Contextually, it reads like a response to lateness, drama, or complacency - a team culture line meant to pull everyone into the same adult reality. The intent is discipline; the subtext is accountability. Irvin’s genius here is cultural translation: he reframes professional sports as a job in the most unglamorous terms possible, daring anyone to argue with the dignity of earning your keep.
Quote Details
| Topic | Work |
|---|---|
| Source | Help us find the source |
| Cite |
Citation Formats
APA Style (7th ed.)
Irvin, Michael. (2026, January 16). Hey, we have obligations. We all work for a living now.

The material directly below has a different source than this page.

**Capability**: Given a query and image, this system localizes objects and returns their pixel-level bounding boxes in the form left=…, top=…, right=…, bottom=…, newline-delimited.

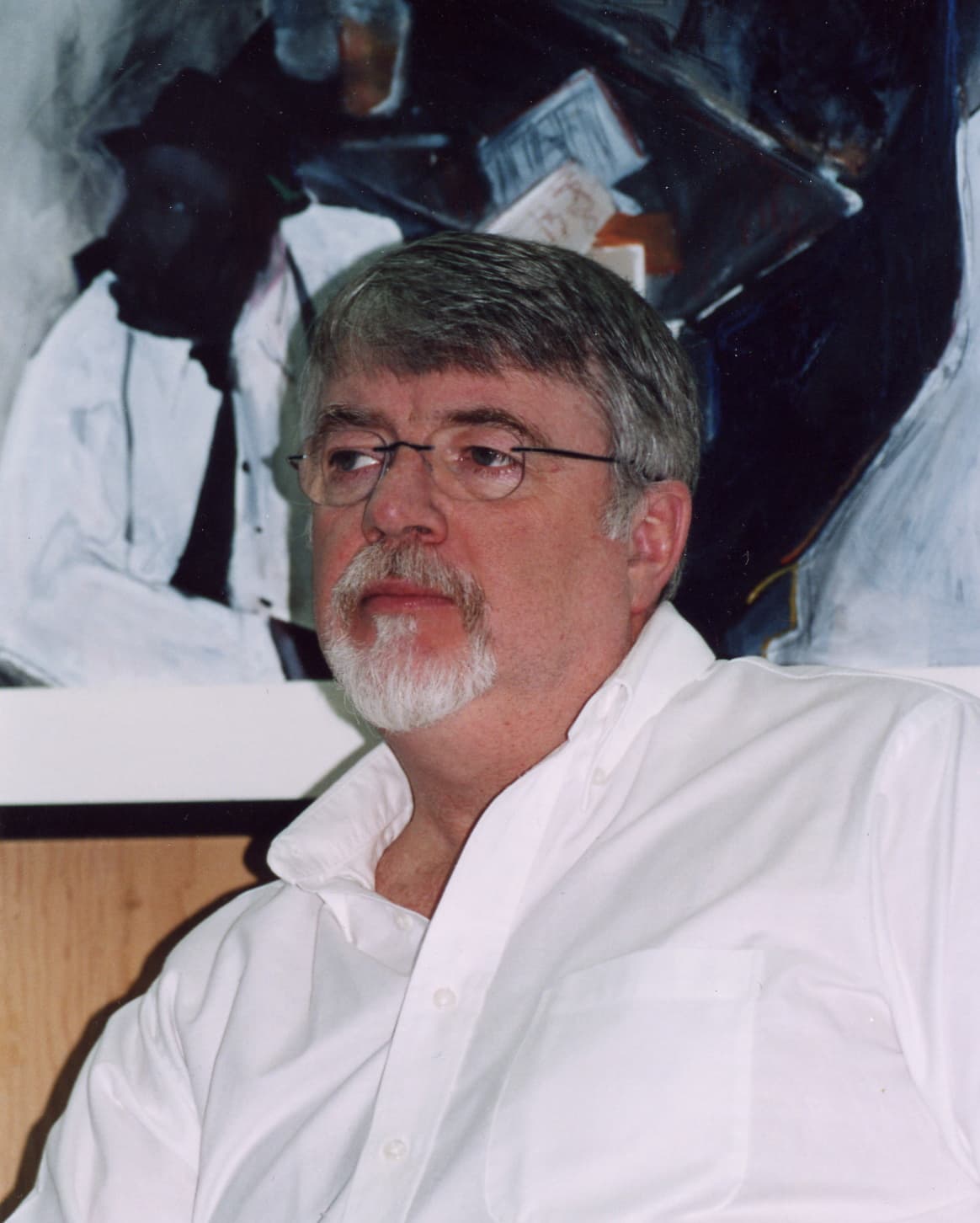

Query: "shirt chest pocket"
left=487, top=949, right=761, bottom=1223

FixQuotes. https://fixquotes.com/quotes/hey-we-have-obligations-we-all-work-for-a-living-104557/
Chicago Style
Irvin, Michael. "Hey, we have obligations. We all work for a living now." FixQuotes. January 16, 2026. https://fixquotes.com/quotes/hey-we-have-obligations-we-all-work-for-a-living-104557/.
MLA Style (9th ed.)
"Hey, we have obligations. We all work for a living now." FixQuotes, 16 Jan. 2026, https://fixquotes.com/quotes/hey-we-have-obligations-we-all-work-for-a-living-104557/. Accessed 12 Feb. 2026.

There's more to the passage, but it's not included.